Article paru dans FRANCE-CATHOLIQUE n° 3691 – 4 septembre 2020

Pour beaucoup d’Européens, la Turquie contemporaine est un pays laïque ; certains la voient comme un « modèle de démocratie musulmane ». Pour autant une question mérite d’être posée : la réislamisation actuelle signe-t-elle une rupture avec l’héritage de Mustapha Kémal, fondateur de la république en 1923 ? Autrement dit, la Turquie moderne fut-elle jamais un Etat vraiment laïque ?

Au début du XXème siècle, les idéaux de la philosophie des Lumières s’étaient répandus au Proche-Orient. Introduits par les savants qui accompagnaient l’expédition de Bonaparte en Egypte (1798-1801), ils inspirèrent la politique de modernisation de Méhémet-Ali (1769-1849), sujet ottoman né en Macédoine et nommé vice-roi d’Egypte en 1805. Des intellectuels arabes, musulmans et chrétiens, qui étaient de surcroît désireux de s’émanciper de la tutelle turque en rénovant la langue arabe, se firent les promoteurs des valeurs de progrès, de liberté, d’égalité, de démocratie, de citoyenneté et de recherche scientifique. Ainsi naquit la Nahda (« Renaissance » en arabe), matrice du nationalisme arabe qui était censé transcender les appartenances confessionnelles.

Ces idées gagnèrent certains milieux turcs tels que le Comité Union et Progrès, mouvement nationaliste fondé par les Jeunes-Turcs opposants au sultan et dont Mustapha Kémal était proche. Défiant le traité de Sèvres (10 août 1920), qui consacrait le démantèlement et la mise sous tutelle de la quasi-totalité de l’Empire ottoman, ce général entra en guerre contre les Alliés, surtout l’armée grecque. Victorieux, il fit émerger la Turquie comme Etat indépendant centré sur l’Anatolie avec un morceau de Thrace, le tout reconnu par le traité de Lausanne (24 juillet 1923).
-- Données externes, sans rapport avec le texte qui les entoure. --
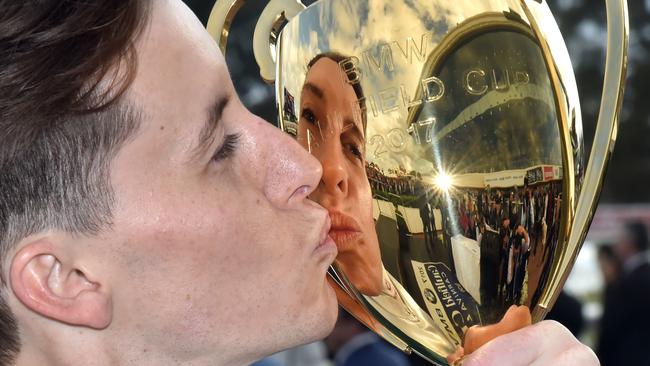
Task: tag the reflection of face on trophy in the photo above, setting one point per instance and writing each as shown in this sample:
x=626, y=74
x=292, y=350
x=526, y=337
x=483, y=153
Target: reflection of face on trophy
x=331, y=127
x=451, y=143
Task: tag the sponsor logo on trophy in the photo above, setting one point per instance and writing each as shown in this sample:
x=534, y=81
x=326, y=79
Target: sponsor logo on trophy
x=451, y=142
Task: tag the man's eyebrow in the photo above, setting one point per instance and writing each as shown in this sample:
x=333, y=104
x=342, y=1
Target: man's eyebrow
x=314, y=89
x=210, y=125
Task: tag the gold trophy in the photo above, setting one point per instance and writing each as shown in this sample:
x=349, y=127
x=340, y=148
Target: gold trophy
x=451, y=142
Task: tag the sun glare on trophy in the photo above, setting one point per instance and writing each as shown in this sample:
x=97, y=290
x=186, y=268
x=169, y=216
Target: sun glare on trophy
x=443, y=182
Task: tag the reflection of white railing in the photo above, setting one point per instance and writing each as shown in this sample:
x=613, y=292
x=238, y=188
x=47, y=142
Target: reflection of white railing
x=467, y=260
x=494, y=99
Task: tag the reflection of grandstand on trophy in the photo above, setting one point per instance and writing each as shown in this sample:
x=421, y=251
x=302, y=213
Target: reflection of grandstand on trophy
x=494, y=230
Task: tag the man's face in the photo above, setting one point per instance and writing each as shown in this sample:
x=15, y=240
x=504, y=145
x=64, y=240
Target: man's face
x=330, y=128
x=215, y=247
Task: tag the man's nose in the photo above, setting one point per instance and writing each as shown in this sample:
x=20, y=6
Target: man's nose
x=291, y=172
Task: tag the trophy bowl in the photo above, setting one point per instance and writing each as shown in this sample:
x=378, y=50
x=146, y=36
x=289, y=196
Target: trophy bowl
x=451, y=142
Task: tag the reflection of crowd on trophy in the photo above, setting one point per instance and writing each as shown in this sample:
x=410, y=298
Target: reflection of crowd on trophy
x=511, y=225
x=398, y=182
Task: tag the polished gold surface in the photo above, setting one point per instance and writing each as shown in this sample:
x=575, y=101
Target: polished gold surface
x=451, y=142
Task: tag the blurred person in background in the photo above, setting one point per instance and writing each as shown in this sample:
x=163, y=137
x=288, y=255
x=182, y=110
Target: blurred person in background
x=352, y=344
x=625, y=325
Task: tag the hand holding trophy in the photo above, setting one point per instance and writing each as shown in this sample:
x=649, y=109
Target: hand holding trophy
x=451, y=142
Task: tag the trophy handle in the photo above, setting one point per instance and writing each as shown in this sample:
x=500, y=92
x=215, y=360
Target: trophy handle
x=266, y=33
x=604, y=138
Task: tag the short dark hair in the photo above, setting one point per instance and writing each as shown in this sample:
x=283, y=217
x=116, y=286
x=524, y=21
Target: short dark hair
x=65, y=66
x=358, y=90
x=638, y=235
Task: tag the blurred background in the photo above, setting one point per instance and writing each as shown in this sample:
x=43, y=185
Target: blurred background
x=603, y=262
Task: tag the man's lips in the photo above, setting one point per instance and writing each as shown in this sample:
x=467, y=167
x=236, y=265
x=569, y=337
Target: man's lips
x=345, y=231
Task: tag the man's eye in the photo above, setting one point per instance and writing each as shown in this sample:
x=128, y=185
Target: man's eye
x=226, y=149
x=356, y=151
x=308, y=115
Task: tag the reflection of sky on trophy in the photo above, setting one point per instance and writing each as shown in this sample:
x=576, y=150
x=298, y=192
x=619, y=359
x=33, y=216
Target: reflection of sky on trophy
x=359, y=28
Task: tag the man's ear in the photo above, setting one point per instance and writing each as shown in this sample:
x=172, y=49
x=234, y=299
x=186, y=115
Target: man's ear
x=45, y=278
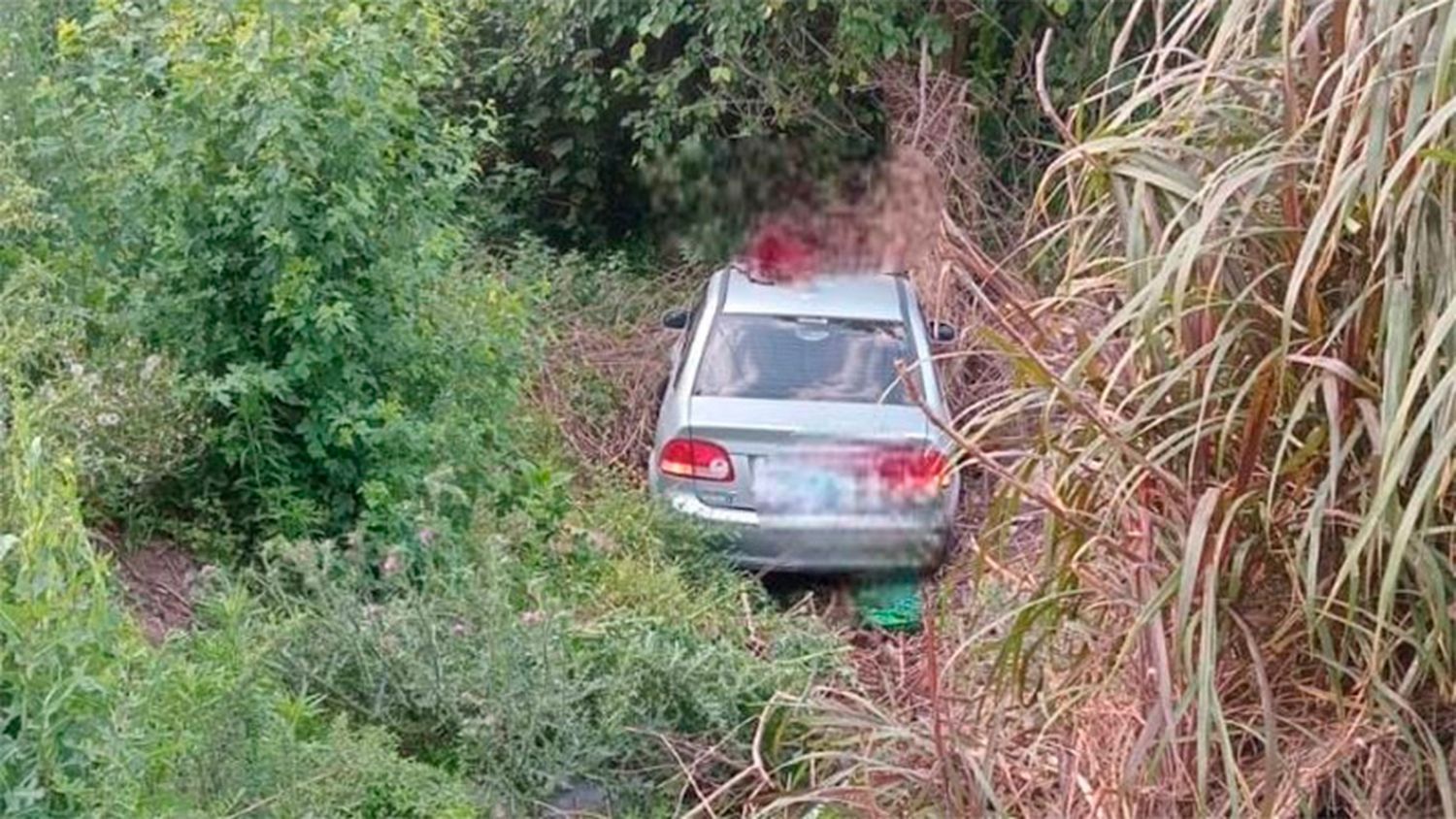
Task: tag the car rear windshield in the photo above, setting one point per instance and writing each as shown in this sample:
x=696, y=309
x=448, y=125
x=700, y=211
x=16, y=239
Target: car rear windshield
x=803, y=358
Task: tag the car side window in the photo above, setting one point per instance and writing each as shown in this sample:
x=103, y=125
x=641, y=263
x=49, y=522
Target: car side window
x=687, y=335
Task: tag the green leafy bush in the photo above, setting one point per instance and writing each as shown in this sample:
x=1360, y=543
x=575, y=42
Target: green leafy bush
x=93, y=723
x=261, y=192
x=530, y=662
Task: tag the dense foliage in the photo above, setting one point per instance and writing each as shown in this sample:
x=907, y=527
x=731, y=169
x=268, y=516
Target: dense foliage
x=247, y=311
x=277, y=278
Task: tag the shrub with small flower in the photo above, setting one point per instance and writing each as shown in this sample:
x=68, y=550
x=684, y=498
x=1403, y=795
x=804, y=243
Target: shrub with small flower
x=131, y=423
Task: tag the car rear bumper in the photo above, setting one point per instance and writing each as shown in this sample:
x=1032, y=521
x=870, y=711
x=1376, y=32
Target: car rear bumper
x=823, y=542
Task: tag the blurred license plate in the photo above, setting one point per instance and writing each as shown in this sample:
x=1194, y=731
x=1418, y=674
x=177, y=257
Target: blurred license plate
x=804, y=487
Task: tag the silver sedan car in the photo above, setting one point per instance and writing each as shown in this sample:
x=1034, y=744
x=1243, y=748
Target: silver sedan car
x=786, y=425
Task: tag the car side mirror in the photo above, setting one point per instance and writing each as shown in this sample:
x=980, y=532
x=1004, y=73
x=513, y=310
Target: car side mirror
x=943, y=334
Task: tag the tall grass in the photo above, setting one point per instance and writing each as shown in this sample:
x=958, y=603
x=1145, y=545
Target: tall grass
x=1245, y=583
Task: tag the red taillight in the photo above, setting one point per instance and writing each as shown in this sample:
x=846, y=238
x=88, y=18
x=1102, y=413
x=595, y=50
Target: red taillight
x=910, y=470
x=686, y=457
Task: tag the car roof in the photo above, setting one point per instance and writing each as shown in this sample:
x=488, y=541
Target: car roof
x=864, y=296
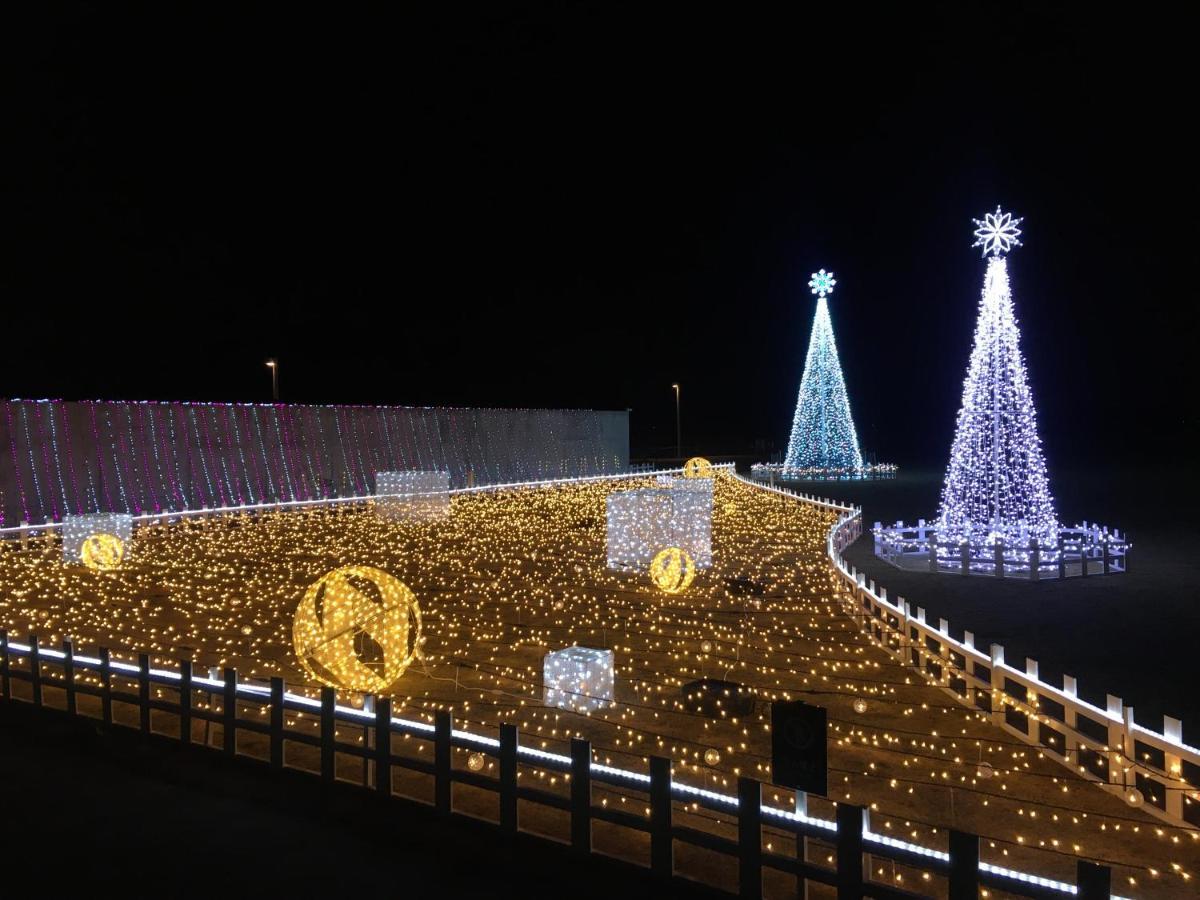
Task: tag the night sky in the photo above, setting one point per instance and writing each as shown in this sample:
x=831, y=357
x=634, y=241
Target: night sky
x=580, y=204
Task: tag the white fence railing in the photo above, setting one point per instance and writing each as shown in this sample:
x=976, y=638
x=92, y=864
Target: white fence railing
x=1149, y=768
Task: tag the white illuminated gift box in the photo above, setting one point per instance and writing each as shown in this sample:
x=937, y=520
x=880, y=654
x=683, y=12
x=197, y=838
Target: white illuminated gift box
x=76, y=529
x=415, y=495
x=647, y=520
x=577, y=678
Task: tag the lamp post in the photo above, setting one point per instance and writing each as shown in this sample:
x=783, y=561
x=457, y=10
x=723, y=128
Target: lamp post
x=678, y=442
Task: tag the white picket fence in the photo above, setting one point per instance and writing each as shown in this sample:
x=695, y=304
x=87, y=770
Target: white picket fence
x=1152, y=769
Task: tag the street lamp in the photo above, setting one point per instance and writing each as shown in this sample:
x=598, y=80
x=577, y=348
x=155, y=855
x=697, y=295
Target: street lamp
x=678, y=443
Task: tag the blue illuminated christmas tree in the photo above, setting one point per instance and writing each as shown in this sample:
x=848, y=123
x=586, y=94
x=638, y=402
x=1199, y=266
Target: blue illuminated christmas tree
x=823, y=435
x=996, y=486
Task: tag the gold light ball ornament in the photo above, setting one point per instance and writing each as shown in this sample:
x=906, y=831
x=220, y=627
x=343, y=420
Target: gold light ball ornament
x=672, y=570
x=102, y=551
x=357, y=628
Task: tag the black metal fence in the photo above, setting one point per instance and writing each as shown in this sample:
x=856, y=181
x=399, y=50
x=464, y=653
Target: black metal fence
x=64, y=671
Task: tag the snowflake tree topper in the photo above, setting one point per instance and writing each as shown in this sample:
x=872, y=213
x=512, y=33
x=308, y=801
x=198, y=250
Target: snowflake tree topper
x=822, y=282
x=997, y=233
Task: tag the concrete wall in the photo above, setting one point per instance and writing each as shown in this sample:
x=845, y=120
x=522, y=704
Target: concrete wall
x=59, y=457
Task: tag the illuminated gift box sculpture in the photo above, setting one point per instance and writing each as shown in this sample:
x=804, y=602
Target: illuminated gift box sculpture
x=78, y=529
x=577, y=678
x=413, y=495
x=647, y=520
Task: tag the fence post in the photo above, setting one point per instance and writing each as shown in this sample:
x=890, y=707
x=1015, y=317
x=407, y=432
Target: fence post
x=999, y=715
x=661, y=844
x=5, y=685
x=144, y=693
x=581, y=796
x=328, y=695
x=229, y=713
x=1095, y=882
x=964, y=867
x=106, y=684
x=443, y=797
x=69, y=675
x=509, y=778
x=749, y=838
x=35, y=670
x=383, y=745
x=850, y=851
x=185, y=701
x=276, y=723
x=802, y=844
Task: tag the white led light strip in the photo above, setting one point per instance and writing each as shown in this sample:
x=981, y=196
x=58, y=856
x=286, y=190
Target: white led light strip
x=610, y=774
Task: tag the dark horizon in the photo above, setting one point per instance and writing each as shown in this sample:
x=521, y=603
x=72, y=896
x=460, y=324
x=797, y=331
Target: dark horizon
x=575, y=208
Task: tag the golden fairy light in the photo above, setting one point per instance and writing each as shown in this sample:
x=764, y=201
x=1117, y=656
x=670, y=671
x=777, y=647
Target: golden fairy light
x=514, y=575
x=672, y=570
x=102, y=551
x=357, y=628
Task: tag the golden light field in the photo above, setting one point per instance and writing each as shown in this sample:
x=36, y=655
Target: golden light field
x=515, y=574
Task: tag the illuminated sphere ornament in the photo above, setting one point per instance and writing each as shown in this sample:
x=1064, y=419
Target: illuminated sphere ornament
x=102, y=551
x=357, y=628
x=672, y=570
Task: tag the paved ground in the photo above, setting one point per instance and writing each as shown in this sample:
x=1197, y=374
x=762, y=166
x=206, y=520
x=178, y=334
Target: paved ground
x=1133, y=635
x=109, y=815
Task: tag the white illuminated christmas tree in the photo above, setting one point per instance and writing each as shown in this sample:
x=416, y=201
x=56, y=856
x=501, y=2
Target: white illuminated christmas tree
x=996, y=485
x=823, y=435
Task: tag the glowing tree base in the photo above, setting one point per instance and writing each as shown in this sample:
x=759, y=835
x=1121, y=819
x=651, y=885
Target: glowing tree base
x=1085, y=550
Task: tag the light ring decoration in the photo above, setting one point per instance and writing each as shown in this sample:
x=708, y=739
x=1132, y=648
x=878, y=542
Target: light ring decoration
x=358, y=628
x=102, y=551
x=672, y=570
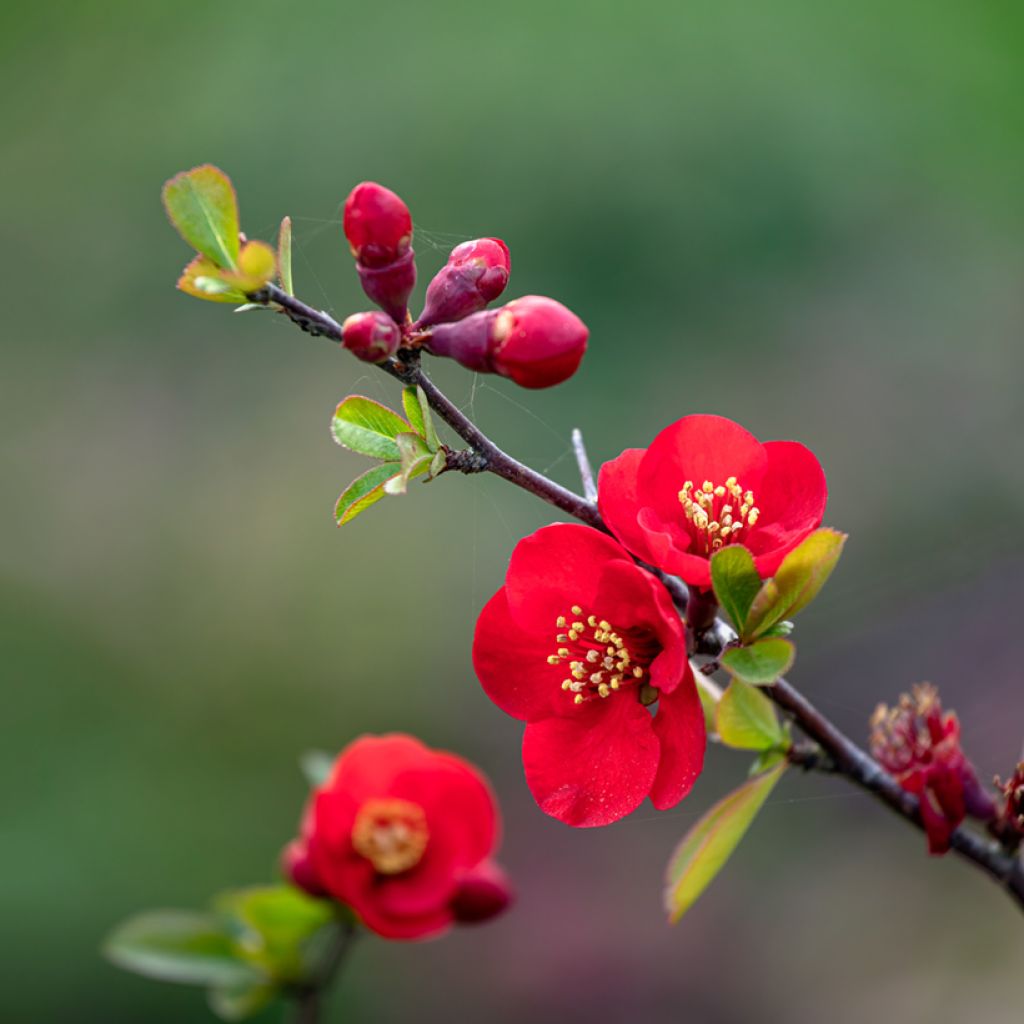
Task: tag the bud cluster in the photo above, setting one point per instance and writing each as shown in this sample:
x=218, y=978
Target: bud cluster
x=535, y=341
x=920, y=745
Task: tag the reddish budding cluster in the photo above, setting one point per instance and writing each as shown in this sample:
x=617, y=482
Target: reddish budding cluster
x=535, y=341
x=920, y=744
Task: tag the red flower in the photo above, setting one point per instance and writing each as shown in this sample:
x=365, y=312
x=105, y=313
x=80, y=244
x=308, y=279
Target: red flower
x=920, y=745
x=578, y=644
x=403, y=836
x=706, y=482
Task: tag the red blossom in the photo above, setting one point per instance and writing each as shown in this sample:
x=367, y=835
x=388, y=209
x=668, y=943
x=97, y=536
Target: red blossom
x=402, y=835
x=920, y=745
x=475, y=274
x=579, y=643
x=704, y=483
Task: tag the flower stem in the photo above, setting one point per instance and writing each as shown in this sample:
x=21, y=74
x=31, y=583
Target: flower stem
x=845, y=757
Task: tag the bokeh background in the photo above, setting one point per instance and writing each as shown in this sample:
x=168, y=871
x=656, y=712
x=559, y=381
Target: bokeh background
x=808, y=217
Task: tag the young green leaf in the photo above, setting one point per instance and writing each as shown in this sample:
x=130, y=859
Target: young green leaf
x=183, y=946
x=735, y=582
x=285, y=255
x=762, y=662
x=798, y=581
x=368, y=427
x=202, y=206
x=708, y=846
x=364, y=492
x=747, y=720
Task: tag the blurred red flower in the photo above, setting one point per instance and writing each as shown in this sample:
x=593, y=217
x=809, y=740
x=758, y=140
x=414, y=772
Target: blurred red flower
x=920, y=745
x=704, y=483
x=403, y=836
x=579, y=643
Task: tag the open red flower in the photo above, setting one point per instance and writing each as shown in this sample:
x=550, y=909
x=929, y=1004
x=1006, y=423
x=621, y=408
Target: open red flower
x=579, y=644
x=920, y=745
x=403, y=836
x=706, y=482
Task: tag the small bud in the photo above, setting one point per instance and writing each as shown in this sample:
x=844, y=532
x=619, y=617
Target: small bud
x=372, y=337
x=481, y=894
x=535, y=341
x=377, y=224
x=475, y=274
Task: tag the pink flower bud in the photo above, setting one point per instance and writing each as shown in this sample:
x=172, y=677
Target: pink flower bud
x=377, y=224
x=481, y=894
x=475, y=274
x=372, y=337
x=535, y=341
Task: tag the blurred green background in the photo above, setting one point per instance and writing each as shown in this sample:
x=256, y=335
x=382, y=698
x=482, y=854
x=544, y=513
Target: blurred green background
x=808, y=217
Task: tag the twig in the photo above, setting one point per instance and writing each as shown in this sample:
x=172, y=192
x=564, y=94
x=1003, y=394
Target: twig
x=846, y=758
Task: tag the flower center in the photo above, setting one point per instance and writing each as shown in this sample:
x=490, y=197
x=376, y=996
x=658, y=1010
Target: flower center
x=718, y=512
x=600, y=659
x=390, y=834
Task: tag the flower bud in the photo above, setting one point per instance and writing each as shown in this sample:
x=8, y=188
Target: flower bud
x=475, y=274
x=535, y=341
x=482, y=894
x=372, y=337
x=377, y=224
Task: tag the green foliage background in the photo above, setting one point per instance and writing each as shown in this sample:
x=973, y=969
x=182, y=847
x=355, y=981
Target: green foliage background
x=806, y=216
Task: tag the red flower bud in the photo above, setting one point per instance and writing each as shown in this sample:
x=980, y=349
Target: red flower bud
x=372, y=337
x=535, y=341
x=475, y=274
x=377, y=223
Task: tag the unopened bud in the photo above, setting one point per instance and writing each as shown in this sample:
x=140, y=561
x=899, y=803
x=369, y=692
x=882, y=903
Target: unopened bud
x=481, y=894
x=535, y=341
x=475, y=274
x=372, y=337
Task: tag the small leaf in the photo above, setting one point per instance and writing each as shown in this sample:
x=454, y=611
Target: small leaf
x=285, y=255
x=364, y=492
x=414, y=411
x=798, y=581
x=183, y=946
x=762, y=662
x=708, y=846
x=747, y=719
x=202, y=206
x=316, y=767
x=202, y=280
x=368, y=427
x=735, y=582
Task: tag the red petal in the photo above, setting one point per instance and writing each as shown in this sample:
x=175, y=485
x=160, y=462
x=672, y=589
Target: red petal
x=616, y=496
x=554, y=568
x=512, y=666
x=697, y=449
x=595, y=767
x=679, y=726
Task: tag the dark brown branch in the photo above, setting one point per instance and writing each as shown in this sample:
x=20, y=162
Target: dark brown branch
x=844, y=756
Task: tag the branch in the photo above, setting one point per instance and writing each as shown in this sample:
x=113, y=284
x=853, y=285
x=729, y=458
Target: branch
x=846, y=757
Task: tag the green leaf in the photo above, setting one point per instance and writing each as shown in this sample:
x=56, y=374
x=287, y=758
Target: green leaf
x=202, y=206
x=239, y=1001
x=316, y=767
x=274, y=927
x=364, y=492
x=184, y=946
x=762, y=662
x=414, y=412
x=747, y=719
x=798, y=581
x=368, y=427
x=735, y=582
x=285, y=255
x=708, y=846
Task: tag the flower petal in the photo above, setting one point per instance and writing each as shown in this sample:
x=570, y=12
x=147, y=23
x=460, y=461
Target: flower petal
x=679, y=725
x=595, y=767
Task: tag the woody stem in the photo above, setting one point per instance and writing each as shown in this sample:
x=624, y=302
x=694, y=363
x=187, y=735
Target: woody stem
x=846, y=757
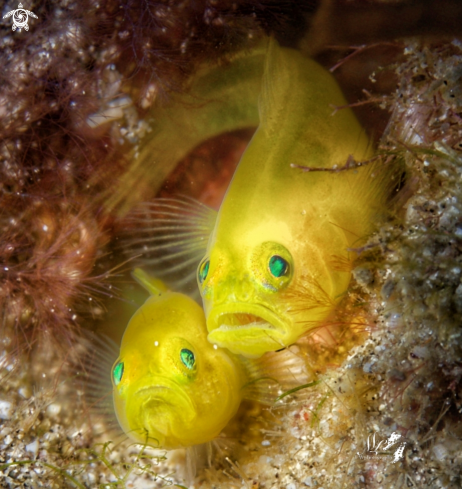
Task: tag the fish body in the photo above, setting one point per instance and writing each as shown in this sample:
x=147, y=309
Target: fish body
x=171, y=387
x=275, y=261
x=268, y=274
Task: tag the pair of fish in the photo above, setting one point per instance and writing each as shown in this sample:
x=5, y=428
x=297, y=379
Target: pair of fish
x=267, y=265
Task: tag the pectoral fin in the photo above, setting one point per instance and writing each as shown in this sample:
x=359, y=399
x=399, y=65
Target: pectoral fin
x=169, y=238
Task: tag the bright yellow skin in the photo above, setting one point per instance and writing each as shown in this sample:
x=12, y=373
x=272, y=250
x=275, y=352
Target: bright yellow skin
x=159, y=400
x=272, y=209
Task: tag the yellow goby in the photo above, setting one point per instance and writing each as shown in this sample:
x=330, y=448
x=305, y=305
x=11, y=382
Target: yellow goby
x=171, y=387
x=276, y=258
x=271, y=268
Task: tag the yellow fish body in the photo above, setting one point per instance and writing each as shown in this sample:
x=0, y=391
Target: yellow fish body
x=171, y=387
x=268, y=274
x=277, y=261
Ce succès, qui valut à Kémal le surnom d’Atatürk (« Père des Turcs »), lui permit de réaliser son rêve : ancrer la Turquie dans la civilisation occidentale dont il admirait le rationalisme. Elu président par la première assemblée parlementaire (29 octobre 1923), il abolit le califat (3 mars 1924). Puis, il réforma tout le système juridique, supprimant la charia (loi islamique) comme source du droit et la remplaçant par des codes européens, y compris pour le droit civil, allant jusqu’à prohiber le port du voile pour les femmes. Mais il dut attendre 1928 pour faire abroger, par une révision constitutionnelle, la mention de l’islam comme « religion d’Etat » et 1937 pour ériger la laïcité en principe fondamental.

La laïcité turque est cependant entachée d’ambiguïté du fait qu’elle n’implique ni la neutralité religieuse de l’Etat ni la séparation entre l’Etat et les religions. Dès l’abolition du califat, Atatürk créa une Direction des affaires religieuses (Dyanet). Rattachée au Conseil des ministres, elle dirige et règle les questions relatives aux croyances et au culte : construction de mosquées et d’écoles coraniques ; nomination, formation et rétribution des imams et des enseignants en religion. C’est à elle qu’Erdogan a confié la gestion de Sainte-Sophie après lui avoir ôté le statut de musée que lui avait conféré Atatürk en 1934.

Cette mise sous tutelle comporte un vice dans la mesure où le concept de religion se confond implicitement avec l’islam sunnite. Ainsi l’a voulu le fondateur de la république. Bien qu’élevé dans l’islam, il méprisait cette « théologie absurde d’un Bédouin [Mahomet] immoral, cadavre putréfié qui empoisonne nos vies » (Benoît-Méchin, Mustapha Kémal ou la mort d’un empire, Albin Michel, 1954) mais, connaissant l’identification de la majorité des Turcs avec l’islam sunnite, il savait ne pas pouvoir les détacher de leur religion, même s’il mettait tout en œuvre pour privatiser la pratique religieuse et séculariser les mœurs, notamment sous l’influence de l’armée très attachée aux principes kémalistes.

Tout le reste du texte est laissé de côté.